| |
Les petits revendiquent de toute façon autant le droit de ne rien faire que celui de tout faire. Un jour ils se passionnent pour le tir à l’arc, le lendemain pour la photo, le surlendemain ils pleurent pour arrêter le taï-chi… et on ne sait plus où donner de la tête. Il ne paraît pas raisonnable, même si on en a les moyens, de dire oui aux caprices, de couvrir des absences injustifiées, de tolérer des interruptions subites. On ne se lance ni d’autorité ni à l’aveuglette : ce qui a séduit l’aîné ne séduira pas forcément le cadet, ce qui semble super sur la brochure se révèle décevant sur le terrain... Que dire encore des répétitions, tournois, représentations, exercices (une demi-heure de pratique instrumentale par jour en plus des devoirs) qui s’additionnent aux séances hebdomadaires et bouleversent jusqu’à gêner les sorties familiales ou (pire) la scolarité ?
Quand on s’engage dans une activité, c’est pour toute l’année. Le terme engagement est à souligner. Il implique de peser le pour et le contre avant de choisir.
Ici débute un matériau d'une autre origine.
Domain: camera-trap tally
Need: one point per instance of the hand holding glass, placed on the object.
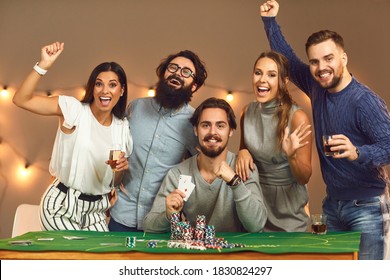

Il concerne les jeunes qui prouveront leur sérieux, leur motivation, leur résistance. Il demeure valable pour les parents. Ils ne projetteront pas leurs envies ou frustrations, optant pour le sport qu’ils n’ont pas pu pratiquer dans leur jeunesse ou un instrument qu’ils jugent plus noble que celui désigné par leur bambin. Leur rôle sera d’encourager avec sincérité. Ils assisteront aux concerts, récitals, expositions. Ils participeront aux arbitrages, confections de décors, installations des agrès. Ils filmeront « avec amour » les prestations de leurs vedettes chéries et exposeront leurs médailles dans le salon… Ils s’investiront objectivement, remettant les pieds sur terre et cultivant le fair-play: perdre la partie n’est pas grave si on s’est appliqué, l’essentiel c’est de se divertir…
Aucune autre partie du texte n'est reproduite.